Posted by Marius Voila on July 13, 2010 in London, U.K . — 0 comments This post contains 424 words

Virtual Private Servers (VPS) provide a chunk of computing power, coupled with storage space and networking. Many commercial hosting providers offer “dedicated shared hosting”, meaning they split up a machine into multiple chunks and rent them out individually. Often customers receive “root-level” access to their VPS, which are designed so that root in one VPS cannot touch another VPS running on the same hardware.

Purchasing, racking, installing, obtaining support, patching, and overall managing of physical machines is not a web technology, nor does it deliver academic value to our clients. Web applications built into an academic portal deliver academic value to clients.
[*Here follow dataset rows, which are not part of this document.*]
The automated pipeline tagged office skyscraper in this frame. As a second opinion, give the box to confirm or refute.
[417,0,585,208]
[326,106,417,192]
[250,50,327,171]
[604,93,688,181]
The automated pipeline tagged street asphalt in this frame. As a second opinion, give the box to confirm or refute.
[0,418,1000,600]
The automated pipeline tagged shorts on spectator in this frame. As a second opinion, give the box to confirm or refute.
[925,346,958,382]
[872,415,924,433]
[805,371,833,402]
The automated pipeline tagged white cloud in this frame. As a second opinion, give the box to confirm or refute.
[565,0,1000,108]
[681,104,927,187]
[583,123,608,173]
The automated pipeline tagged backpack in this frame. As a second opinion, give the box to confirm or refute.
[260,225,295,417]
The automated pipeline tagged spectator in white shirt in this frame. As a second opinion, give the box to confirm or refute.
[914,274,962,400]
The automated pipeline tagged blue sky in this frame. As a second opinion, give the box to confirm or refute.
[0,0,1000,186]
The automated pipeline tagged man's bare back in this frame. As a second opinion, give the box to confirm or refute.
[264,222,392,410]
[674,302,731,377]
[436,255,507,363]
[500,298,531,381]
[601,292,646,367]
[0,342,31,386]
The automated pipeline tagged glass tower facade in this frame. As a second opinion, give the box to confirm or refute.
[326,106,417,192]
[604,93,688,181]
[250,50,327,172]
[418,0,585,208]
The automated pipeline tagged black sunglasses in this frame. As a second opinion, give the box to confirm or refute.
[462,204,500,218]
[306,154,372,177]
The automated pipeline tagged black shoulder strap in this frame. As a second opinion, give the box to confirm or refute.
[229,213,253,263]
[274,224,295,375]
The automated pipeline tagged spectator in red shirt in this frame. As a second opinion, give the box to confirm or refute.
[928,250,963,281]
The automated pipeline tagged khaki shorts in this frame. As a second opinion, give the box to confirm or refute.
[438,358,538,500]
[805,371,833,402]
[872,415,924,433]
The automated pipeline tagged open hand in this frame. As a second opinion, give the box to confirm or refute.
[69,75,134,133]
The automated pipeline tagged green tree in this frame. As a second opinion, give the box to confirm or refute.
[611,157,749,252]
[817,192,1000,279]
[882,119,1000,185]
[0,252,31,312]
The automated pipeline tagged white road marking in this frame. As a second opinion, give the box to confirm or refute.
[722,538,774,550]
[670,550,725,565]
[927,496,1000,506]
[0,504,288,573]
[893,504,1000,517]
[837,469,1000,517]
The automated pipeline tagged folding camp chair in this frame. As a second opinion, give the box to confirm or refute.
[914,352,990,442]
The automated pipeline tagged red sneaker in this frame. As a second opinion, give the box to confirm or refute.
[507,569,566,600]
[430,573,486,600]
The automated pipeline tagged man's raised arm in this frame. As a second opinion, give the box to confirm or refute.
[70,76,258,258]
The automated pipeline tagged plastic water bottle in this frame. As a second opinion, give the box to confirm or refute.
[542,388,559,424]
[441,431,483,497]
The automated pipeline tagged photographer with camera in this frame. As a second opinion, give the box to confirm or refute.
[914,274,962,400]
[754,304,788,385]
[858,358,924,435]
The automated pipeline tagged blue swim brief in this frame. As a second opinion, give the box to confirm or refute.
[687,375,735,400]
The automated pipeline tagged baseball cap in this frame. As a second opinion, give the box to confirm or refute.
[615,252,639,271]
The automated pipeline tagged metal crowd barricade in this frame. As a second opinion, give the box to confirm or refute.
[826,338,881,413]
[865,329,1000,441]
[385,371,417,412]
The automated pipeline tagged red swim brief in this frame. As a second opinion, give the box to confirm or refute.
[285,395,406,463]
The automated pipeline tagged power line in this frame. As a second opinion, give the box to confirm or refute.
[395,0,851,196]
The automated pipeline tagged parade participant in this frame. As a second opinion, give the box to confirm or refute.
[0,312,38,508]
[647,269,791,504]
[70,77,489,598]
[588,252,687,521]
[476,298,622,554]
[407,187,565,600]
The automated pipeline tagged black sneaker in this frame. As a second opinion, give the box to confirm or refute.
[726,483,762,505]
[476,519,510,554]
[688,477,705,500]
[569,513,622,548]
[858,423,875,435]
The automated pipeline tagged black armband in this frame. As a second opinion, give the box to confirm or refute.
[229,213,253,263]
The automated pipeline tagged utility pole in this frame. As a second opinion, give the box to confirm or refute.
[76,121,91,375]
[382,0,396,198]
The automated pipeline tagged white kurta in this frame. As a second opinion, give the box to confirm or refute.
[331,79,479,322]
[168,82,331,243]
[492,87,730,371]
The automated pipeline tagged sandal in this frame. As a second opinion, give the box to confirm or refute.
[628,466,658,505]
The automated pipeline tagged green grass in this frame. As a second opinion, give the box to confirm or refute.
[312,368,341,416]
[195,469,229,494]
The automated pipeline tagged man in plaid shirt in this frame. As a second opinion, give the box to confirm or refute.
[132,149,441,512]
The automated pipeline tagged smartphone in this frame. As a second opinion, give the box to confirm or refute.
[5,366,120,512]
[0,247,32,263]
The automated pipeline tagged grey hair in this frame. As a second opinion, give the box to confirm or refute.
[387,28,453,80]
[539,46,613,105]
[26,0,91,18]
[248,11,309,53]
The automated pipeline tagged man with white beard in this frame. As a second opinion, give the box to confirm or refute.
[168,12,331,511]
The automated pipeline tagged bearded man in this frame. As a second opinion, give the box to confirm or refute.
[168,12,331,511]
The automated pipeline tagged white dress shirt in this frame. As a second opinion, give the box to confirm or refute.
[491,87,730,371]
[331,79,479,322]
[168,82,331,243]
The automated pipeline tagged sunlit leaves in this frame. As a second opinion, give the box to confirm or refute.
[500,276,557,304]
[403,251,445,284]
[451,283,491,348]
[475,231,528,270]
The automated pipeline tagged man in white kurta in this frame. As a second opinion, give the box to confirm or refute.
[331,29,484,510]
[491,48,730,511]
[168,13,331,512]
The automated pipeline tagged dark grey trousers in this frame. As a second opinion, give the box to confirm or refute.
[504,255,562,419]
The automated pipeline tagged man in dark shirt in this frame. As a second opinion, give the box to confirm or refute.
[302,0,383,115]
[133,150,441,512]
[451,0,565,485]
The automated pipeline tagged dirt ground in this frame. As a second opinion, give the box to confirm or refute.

If there was some way to run our web applications on air, we could focus solely on our direct commitment to students and faculty.

As much as I would like to run our web applications on thin air, physical hardware is needed.

This is where virtual private servers come in. VPS, if managed by highly responsible system administrators, completely eliminates the need for application developers to think about the care and feeding of physical machines. Instead, they get a reliable OS container that can move from one machine to another depending on hardware failures or changes in usage patterns. They get consistent, standardized chunks of computing power, making their application run exactly the same regardless of what physical hardware supports it.

I dig the idea of utility computing. I think we’re approaching the point where the interface between a computing need and fulfillment is as simple as plugging a light into an outlet.

If I need more CPU units to satisfy high end-of-quarter usage, I’d love to have a new server up and running in a few minutes, with minimal admin. I would love to have spare CPU units ready to go at a moments notice. I’d also love to share some of “our” CPU units back to the spare pool during usage lulls–or better yet, let this happen dynamically without me or our users noticing.

Why would a computing department want to offer VPS as a service instead of letting each group manage their own physical machines?

The next question: how would this impact our organization? What changes would we need to make?